Did you run into any difficulties when making the film?

So many it would boggle your mind! The script called for over 60 locations, including such specific locales as police stations, hospitals, mental health facilities, a prison, a morgue, and a few places that could only be considered “other-worldly”, and there were almost thirty speaking parts, with a heavy emphasis on dialogue.  With the exception of a few people and myself, no one in the cast and crew had any experience working on a film before.

We were filming in Northern Humboldt County which is rural, with amazing redwood forests, dramatic coastlines, and quaint Victorian houses, and that is the exact opposite of where the story takes place. I even had to find woods that didn’t look like lush redwood forests; those scenes were filmed in three separate locations tied together by careful colour correction and even forced perspective miniatures shot in-camera; let’s just say that not all the trees you see in the film are real. For one montage, I digitally constructed a whole series of religious structures which were then composited with cloud footage and additional “camera movement” provided by my editor, Cole Saxton, in post.

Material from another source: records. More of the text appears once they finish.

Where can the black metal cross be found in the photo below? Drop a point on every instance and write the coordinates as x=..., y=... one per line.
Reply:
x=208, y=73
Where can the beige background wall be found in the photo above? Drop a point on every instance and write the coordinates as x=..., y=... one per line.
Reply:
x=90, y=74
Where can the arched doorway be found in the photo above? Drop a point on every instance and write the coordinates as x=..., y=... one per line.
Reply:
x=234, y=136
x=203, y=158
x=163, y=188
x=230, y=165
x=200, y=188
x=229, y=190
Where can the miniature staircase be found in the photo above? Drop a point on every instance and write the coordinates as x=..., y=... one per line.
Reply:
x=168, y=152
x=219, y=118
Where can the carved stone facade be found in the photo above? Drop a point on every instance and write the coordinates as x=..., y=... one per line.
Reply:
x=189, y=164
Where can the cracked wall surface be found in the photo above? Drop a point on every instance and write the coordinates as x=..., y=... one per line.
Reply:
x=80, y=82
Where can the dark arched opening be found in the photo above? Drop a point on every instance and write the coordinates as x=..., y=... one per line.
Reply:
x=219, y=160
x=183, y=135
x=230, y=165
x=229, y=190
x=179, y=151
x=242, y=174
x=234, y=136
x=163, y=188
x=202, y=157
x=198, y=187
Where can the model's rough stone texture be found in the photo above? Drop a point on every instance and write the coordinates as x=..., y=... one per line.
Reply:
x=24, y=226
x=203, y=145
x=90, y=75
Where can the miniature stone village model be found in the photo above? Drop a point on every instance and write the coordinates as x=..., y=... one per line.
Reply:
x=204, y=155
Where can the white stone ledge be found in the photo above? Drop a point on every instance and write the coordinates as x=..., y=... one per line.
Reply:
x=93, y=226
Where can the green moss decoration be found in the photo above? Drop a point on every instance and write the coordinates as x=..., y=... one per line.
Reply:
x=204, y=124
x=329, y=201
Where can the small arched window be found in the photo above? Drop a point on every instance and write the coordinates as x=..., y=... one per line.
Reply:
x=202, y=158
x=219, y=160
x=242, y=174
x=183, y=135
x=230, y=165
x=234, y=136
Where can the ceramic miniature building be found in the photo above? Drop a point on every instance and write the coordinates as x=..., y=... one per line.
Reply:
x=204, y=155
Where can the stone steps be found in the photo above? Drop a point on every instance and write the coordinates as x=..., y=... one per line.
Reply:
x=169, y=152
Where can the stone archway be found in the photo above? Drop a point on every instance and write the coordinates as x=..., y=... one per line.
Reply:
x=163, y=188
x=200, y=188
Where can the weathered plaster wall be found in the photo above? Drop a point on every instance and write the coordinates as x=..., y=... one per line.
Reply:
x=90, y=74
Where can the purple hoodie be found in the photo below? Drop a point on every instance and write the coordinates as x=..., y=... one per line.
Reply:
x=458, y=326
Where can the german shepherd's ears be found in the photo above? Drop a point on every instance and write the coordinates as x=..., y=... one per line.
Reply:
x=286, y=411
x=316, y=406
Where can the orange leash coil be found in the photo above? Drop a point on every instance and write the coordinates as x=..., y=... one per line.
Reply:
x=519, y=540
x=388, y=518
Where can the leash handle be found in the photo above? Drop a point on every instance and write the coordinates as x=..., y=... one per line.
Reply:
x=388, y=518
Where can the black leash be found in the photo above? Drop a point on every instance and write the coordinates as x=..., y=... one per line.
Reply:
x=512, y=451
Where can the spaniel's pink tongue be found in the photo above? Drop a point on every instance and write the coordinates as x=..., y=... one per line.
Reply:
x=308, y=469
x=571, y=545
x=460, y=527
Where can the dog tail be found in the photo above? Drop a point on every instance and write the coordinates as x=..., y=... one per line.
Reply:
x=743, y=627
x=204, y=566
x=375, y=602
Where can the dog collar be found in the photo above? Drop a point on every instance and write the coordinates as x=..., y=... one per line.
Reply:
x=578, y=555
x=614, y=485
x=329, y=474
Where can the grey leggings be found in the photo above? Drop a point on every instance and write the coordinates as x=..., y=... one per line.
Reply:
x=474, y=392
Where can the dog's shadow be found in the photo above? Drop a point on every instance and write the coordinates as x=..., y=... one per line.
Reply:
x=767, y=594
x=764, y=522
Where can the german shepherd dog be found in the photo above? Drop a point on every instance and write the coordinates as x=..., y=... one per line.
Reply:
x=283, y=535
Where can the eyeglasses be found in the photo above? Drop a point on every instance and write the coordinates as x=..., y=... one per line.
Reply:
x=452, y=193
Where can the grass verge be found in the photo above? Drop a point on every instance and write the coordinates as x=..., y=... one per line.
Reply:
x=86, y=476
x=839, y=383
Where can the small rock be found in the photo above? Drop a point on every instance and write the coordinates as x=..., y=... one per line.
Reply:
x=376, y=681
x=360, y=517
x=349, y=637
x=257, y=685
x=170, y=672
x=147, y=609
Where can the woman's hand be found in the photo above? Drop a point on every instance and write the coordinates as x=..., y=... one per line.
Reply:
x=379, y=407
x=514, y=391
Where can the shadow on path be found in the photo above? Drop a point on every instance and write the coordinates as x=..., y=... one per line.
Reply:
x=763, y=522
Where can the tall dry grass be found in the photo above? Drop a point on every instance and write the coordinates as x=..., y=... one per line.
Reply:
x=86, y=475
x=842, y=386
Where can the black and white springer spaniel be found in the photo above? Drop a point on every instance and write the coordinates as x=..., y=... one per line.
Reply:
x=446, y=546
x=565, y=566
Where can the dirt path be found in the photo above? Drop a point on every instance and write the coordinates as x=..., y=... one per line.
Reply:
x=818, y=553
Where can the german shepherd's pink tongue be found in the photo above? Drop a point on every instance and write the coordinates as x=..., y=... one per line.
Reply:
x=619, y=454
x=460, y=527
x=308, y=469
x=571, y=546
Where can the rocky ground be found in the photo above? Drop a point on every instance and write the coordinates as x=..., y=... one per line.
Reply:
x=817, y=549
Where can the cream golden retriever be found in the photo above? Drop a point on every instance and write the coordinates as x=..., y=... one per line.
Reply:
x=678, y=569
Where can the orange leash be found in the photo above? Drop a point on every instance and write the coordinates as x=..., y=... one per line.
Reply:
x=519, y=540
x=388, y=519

Matte paintings and miniatures were also used to give some locations more scale, including the use of foreground miniatures carefully positioned in front of the camera during live-action shooting – hopefully none of which is noticeable at all.

My background is in Scenic and Production Design and to achieve the look I wanted I needed to build a majority of my sets, which we did in a stuffy basement with mould issues and a noisy pizza establishment above us, our cramped production offices, and one apartment.  We shot in the evenings, from approximately 6:00pm to 11:00pm, and on weekends, because the cast and crew had other jobs.  It also meant the majority of the film would need to be shot Night-for-Day, although we only had limited lighting equipment. Our Cinematographer Matt St. Charles did wonders with that, thankfully.

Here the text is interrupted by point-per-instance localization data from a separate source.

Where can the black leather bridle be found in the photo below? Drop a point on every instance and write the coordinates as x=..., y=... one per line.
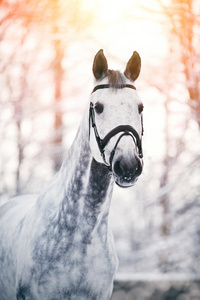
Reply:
x=125, y=129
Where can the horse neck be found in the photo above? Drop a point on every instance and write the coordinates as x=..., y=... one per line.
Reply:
x=82, y=189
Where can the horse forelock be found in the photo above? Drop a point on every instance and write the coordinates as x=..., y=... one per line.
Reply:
x=116, y=79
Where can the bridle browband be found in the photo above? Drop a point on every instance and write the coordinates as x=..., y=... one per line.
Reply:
x=107, y=86
x=125, y=129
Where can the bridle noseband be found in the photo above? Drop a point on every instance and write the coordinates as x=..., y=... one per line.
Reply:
x=125, y=129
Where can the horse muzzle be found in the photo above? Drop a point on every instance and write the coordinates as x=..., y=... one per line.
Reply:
x=126, y=171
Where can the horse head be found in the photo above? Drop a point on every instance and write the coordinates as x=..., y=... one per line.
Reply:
x=115, y=115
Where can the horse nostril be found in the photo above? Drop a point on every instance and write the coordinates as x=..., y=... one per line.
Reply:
x=127, y=171
x=117, y=168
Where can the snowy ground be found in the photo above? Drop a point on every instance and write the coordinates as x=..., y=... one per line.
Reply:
x=156, y=287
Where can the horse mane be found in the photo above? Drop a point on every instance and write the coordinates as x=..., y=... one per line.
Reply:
x=116, y=78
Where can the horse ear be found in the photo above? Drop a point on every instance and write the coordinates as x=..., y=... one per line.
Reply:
x=133, y=67
x=100, y=65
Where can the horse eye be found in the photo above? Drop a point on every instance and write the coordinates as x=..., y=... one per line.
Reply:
x=99, y=108
x=140, y=108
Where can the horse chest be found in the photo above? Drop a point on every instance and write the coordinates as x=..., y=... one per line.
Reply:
x=84, y=271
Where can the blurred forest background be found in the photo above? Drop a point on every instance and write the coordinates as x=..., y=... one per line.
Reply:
x=46, y=53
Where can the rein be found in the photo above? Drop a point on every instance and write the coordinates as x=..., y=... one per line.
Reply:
x=125, y=129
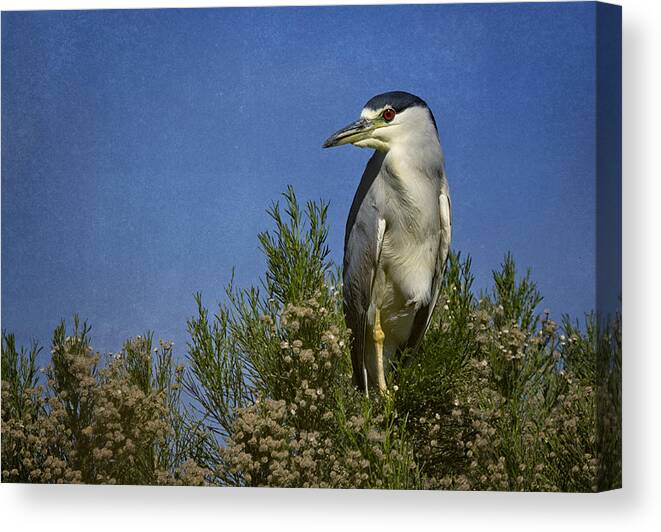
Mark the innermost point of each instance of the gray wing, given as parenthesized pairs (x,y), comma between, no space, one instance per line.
(424,314)
(360,259)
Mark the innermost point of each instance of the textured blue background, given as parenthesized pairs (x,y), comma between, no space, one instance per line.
(141,148)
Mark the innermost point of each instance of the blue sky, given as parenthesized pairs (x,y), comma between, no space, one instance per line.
(140,149)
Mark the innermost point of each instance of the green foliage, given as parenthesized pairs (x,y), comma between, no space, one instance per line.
(117,422)
(498,396)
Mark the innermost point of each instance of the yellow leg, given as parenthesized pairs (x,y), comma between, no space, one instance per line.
(379,336)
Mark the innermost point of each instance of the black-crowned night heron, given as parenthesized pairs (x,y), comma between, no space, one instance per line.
(398,232)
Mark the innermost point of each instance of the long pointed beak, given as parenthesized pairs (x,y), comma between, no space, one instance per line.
(354,132)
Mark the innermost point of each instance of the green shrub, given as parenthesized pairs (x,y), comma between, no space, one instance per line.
(497,397)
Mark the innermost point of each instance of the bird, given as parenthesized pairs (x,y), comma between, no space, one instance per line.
(398,233)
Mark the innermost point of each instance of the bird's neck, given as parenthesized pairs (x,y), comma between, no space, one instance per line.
(412,181)
(419,159)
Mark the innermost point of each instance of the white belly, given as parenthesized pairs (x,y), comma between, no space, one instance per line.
(402,284)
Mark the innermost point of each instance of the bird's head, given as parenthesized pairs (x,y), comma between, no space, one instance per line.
(386,121)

Ironically, most of the scenes that actually took place at night could only be shot during the day on the weekends because of a specific actor or location availability. When the hours were totalled up, we only shot for 18 days.  Our final cash outlay was $20,455.00 and that alone guarantees difficulties when trying to do a film on the scale of Confession. However, I think it also shows what you can achieve if compromise is not your instinctive first choice. All it takes is a few people willing to put in the extra effort to go the distance, and I was very lucky with some of the people around me. Some. Let’s just say “some” of the people around me.

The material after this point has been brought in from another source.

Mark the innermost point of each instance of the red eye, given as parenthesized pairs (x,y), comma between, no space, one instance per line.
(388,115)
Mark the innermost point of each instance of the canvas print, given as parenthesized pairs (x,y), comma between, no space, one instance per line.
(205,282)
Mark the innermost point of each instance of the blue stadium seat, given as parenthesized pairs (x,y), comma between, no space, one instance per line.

Any future projects you can tell us about?

I have several projects that are written and already in various stages of pre-production. They run the gamut in terms of budget and that is the deciding factor on which one shoots next; it all comes down to cash, and of course the ending of a global pandemic. Since I do my own production design, I can spend a lot of time developing visual concepts, make-up, and settings etc. while I am waiting. I storyboard everything rather extensively so I can get the frame compositions just right, and it also helps to maximize shooting time to be thoroughly prepared beforehand. I have a folk-horror project called “The Bight” that’s already cast, pretty much crewed, and that will probably shoot next. With a little more funding I have a unique post-apocalyptic tale called “With Night Dark” that’s ready to shoot, and a very disturbing, sort of fairy-tale horror film called “Mysterious Wishes”.

And in case you can’t tell, all of the next few films are going to be a lot more accessible and be a lot more marketable than Confession. Although there’s nothing typical, or lightweight about any of them. I do not believe that genre films have to be unintelligent, or predictable. At least I have no desire to make those type of films.